Unfortunately, scientists don’t know yet who is most likely to respond to treatment. They don’t know whether it’s best to use intralesional therapies as a first-line approach or a last-ditch effort.

“Even though we inject T-VEC directly into tumors, it’s still a weakened form of the herpesvirus, and that makes it potentially dangerous,” Schuchter says. “Patients also have to cover the lesions for a week, and staff have to implement a variety of safe handling practices.”

Some clinics reserve a specific room for intralesional therapies and perform the procedure only at the end of the day. Others have strict preparation and cleaning requirements. And all intralesional therapies require consistent refrigeration. This level of preparation, time, training and logistics can be challenging or even impossible for community clinics.

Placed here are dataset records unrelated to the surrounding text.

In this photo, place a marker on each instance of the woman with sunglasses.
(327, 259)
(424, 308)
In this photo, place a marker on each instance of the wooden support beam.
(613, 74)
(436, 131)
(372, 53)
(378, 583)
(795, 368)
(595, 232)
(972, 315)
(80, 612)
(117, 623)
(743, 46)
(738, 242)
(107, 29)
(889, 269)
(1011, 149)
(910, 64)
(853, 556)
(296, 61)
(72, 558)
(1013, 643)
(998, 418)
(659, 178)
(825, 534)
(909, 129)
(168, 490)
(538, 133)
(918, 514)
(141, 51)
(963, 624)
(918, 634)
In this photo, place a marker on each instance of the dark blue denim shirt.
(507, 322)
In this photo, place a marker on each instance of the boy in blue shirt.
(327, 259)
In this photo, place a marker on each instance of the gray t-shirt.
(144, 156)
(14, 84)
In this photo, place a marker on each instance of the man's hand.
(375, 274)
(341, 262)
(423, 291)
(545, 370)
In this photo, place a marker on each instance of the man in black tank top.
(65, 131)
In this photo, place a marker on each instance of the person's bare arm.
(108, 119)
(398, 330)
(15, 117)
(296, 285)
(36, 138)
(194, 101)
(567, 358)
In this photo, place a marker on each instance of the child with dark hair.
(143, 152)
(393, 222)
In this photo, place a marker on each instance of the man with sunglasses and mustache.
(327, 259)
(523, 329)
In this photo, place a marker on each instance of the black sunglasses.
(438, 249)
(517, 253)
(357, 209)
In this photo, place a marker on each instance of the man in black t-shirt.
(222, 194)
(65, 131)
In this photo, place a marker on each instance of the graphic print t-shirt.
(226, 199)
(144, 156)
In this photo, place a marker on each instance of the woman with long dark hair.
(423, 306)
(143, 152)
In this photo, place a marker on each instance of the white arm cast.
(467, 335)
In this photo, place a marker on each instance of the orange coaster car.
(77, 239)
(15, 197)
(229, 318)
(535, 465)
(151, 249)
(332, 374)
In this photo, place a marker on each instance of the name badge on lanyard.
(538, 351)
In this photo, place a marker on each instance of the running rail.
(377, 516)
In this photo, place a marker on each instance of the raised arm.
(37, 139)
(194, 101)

“It’s important not to overhype intralesional therapy since it’s relevant for only a small subset of patients,” Schuchter says. But when it works — and sometimes it does work — patients reclaim their lives and enjoy decades-long survival. Innovations to this type of therapy with newer drugs are entering clinical trials.

“My one wish is that more people knew that intralesional therapy is an option,” Clark says. He is so indebted to BCG — he credits the drug with saving his life — that he partnered with a musicologist friend from his Peabody Institute days to develop a musical composition using notes B, C and G for Faries. “It’s probably the first fugue for a drug,” he says. Now that’s something to sing about.